There are estimated to be about 7,000 languages spoken in the world. Globally, 26 languages are dying every year and with them the knowledge and stories of their cultures.
Digital language tools currently only support a small fraction of these languages. While languages in Africa, the Americas or the Pacific may spring to mind first, we technically don’t have to go further than Europe: a recent report on European languages classified all but 2 EU languages as ‘severely’ under-resourced [1].
Irish is one of those languages. Like any language, it’s a vital part of the country’s heritage and culture and building digital resources for this language ensures its survival in the 21st century.
We still have a long way to go to resolve the underrepresentation of most languages in terms of digital technology and the Web. Even huge companies, such as Google, don’t have a clear plan of how to scale beyond 100 languages, as most language technologies, such as automatic translation, can only be developed with experts who speak the language.
The good news is that the scientific community is well-aware of the resource gap. The last decade or so has seen a global surge in interest in research dedicated to language technology dealing with low-resource languages. For example, within the framework of the 2019 International Year of Indigenous Languages, UNESCO organised an international conference that was envisaged to “contribute towards the promotion of human rights and fundamental freedoms of all language users to access information and knowledge in languages that are best understood” [2].
A crucial development in the language technology sector is the rise and advance of deep learning, a subfield of artificial intelligence and machine learning that tries to emulate how the brain works and how humans learn. Machine-learning techniques are becoming ubiquitous in our increasingly data-driven society.

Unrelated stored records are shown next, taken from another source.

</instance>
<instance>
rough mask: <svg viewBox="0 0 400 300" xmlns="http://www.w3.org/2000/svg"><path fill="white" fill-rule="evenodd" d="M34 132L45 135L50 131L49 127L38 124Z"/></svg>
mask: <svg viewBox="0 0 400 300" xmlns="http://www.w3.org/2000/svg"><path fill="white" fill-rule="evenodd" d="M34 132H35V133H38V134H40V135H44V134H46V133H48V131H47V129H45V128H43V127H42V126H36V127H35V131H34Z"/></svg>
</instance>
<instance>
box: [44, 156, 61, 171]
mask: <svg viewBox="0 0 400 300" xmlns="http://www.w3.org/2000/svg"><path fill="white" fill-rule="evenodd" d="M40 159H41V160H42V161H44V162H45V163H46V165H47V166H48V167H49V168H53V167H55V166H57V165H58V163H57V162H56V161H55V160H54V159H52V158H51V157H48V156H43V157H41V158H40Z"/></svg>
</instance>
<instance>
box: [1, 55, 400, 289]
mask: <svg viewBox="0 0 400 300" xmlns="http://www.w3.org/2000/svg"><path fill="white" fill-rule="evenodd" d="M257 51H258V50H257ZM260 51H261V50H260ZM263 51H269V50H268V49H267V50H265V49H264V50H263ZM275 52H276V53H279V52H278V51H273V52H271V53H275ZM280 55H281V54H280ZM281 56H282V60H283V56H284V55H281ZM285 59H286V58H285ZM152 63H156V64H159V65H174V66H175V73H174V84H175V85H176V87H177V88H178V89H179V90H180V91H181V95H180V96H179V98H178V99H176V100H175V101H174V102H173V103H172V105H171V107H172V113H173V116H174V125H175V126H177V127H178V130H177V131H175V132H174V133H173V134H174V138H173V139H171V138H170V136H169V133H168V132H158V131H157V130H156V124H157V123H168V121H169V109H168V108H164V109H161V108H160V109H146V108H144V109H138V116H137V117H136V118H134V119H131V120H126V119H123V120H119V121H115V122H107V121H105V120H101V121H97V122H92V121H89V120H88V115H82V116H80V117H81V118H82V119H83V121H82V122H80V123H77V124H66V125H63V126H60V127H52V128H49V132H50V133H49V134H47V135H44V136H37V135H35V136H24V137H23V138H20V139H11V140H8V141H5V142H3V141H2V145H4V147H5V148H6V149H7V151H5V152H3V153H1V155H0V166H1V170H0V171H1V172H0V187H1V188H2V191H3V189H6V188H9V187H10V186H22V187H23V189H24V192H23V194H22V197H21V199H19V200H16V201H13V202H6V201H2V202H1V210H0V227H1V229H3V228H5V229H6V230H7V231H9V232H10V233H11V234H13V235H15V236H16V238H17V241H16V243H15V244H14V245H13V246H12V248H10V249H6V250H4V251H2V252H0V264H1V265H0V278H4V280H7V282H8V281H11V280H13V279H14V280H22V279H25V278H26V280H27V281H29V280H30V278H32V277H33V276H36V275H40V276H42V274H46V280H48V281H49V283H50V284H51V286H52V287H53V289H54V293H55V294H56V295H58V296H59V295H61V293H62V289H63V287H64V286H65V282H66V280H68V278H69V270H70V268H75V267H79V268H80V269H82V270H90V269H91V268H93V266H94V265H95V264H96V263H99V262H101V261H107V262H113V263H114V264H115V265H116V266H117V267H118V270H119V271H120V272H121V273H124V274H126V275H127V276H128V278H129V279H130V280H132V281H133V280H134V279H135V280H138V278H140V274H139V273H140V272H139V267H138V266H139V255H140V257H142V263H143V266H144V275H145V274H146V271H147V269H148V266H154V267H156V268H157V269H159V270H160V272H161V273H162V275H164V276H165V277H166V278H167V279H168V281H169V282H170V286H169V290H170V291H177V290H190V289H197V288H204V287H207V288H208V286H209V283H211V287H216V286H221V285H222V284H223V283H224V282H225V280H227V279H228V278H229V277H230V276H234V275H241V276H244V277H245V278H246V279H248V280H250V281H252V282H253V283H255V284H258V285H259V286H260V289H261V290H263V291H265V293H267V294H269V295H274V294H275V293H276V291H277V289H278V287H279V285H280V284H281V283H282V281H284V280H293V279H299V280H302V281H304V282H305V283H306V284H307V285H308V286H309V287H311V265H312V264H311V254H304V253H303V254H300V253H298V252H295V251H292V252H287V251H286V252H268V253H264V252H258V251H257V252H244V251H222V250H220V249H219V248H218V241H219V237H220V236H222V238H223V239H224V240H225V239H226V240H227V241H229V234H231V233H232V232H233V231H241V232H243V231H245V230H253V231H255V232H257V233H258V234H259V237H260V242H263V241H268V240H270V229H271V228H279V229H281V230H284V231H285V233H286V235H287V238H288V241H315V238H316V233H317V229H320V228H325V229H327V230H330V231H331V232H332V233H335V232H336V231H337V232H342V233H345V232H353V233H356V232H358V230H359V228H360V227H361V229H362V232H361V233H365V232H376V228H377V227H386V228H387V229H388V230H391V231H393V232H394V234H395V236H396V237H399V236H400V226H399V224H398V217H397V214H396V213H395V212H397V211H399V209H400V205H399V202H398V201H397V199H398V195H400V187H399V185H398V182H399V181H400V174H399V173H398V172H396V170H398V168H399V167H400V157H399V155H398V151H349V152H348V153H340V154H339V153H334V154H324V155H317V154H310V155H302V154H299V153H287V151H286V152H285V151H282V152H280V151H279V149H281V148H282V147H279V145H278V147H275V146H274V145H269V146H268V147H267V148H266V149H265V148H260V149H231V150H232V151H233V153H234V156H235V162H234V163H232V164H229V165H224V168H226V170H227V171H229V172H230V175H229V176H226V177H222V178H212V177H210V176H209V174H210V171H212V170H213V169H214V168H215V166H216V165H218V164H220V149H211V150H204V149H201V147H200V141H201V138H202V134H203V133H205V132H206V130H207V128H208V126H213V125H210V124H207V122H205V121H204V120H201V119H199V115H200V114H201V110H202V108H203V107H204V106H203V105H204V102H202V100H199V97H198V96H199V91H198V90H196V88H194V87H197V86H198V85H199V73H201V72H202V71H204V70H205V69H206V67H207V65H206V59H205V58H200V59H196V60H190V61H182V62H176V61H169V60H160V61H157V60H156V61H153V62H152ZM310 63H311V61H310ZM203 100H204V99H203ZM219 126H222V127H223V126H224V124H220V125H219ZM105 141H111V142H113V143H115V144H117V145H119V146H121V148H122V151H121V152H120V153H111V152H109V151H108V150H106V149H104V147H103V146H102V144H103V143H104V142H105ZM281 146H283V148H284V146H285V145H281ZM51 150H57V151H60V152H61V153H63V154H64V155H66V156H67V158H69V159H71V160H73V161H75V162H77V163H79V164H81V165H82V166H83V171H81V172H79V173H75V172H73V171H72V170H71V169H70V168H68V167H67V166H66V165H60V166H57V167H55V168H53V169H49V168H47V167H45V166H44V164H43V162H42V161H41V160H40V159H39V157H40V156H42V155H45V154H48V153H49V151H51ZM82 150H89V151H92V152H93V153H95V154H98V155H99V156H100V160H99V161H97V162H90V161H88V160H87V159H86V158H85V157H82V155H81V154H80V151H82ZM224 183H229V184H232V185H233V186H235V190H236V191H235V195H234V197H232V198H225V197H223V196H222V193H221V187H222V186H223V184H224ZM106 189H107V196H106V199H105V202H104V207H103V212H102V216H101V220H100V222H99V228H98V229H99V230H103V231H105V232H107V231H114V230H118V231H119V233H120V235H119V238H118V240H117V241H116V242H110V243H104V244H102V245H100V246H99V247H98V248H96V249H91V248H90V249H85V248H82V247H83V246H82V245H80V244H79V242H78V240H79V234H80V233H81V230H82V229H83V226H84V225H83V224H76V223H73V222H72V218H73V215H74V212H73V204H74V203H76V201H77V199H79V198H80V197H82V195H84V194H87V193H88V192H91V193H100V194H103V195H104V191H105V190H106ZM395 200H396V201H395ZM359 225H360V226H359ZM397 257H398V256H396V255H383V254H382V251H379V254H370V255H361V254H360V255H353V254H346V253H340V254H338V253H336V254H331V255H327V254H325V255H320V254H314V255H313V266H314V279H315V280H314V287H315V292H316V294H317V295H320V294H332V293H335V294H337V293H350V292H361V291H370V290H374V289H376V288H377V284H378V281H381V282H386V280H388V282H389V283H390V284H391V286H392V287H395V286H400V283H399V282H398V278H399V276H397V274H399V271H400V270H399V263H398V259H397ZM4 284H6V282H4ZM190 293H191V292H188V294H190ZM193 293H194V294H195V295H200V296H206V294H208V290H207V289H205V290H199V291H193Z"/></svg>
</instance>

In the field of Natural Language Processing—a subfield of computer science that aims to make computers understand human language—the employment of deep learning models has shown that we can extract linguistic information from texts without having to teach the model anything about the language or languages in question. This has led to impressive results with machine translation improving in quality year-on-year and even being able to translate between pairs of languages it has never seen before.
There is one caveat, however; since deep learning models basically learn by example, they need a lot of data. This means that such models are unsuitable for under-resourced languages for which much less linguistic data is available—at least when simply applying machine-learning techniques in the same way as we would do for better-resourced languages.
Here is where the project Comparative deep models for minority and historical languages, Cardamom for short, comes in [3]. The aim of this Irish Research Council-funded project, hosted at the Data Science Institute, NUI Galway, is to use insights from linguistics and data gathered from the Web to bolster natural language processing techniques and applications that benefit low-resource languages, which have been largely ignored by current approaches.
The project’s methodology involves two major parallel but complementary strategies. Firstly, we aim to significantly enlarge datasets for minority languages, focusing on European and Indian languages, by gathering as much text from the Web as possible. Secondly, we will develop models of language, based on deep learning, that learn features of low-resource languages from closely-related, better-resourced languages, thus reducing the need for large datasets in minority-language and other low-resource scenarios.
Speakers of minority languages are among the fastest growing communities on the Web and meeting their needs is of major societal and commercial importance. An example of this is a recent collaboration between NUI Galway and Translators without Borders to develop resources for aid workers to use with refugees forced out of Burma by the ongoing genocide.
The project involved the creation of translation not only in Bengali, the 6th most-spoken language in the world—yet still with less text available on the Web than even Irish—but also languages like Chittagonian and Rohingya that had next to no resources. For those languages, we developed one of the first digital corpora, providing an important step towards the development of much-needed language technology.
Our focus in the Cardamom project is not only on contemporary minority languages, but also on historical varieties. From a methodological and linguistic data point of view, this makes sense: languages like Old English or Old Irish are characterised by scanty textual evidence, a scenario not unlike the Indian subcontinent, where many languages have little presence on the Web (although many are becoming increasingly important in the rapidly developing and globalising world).
Just as we can use linguistic information from a well-resourced language like Hindi to understand any of the hundreds of closely-related Indo-European languages spoken in India, we can use features from, say, Modern Irish, to gain more insight into the historical stages of the Irish language.
By incorporating historical language data in our models, we aspire to facilitate the growing demand for text analysis in digital humanities, whereby access to large corpora in languages such as Sanskrit or Old Irish can enable new insights in the study of history and literature. Our research will therefore contribute to digitally safeguarding and future-proofing linguistic heritage, not only in a contemporary, but also in a historical sense.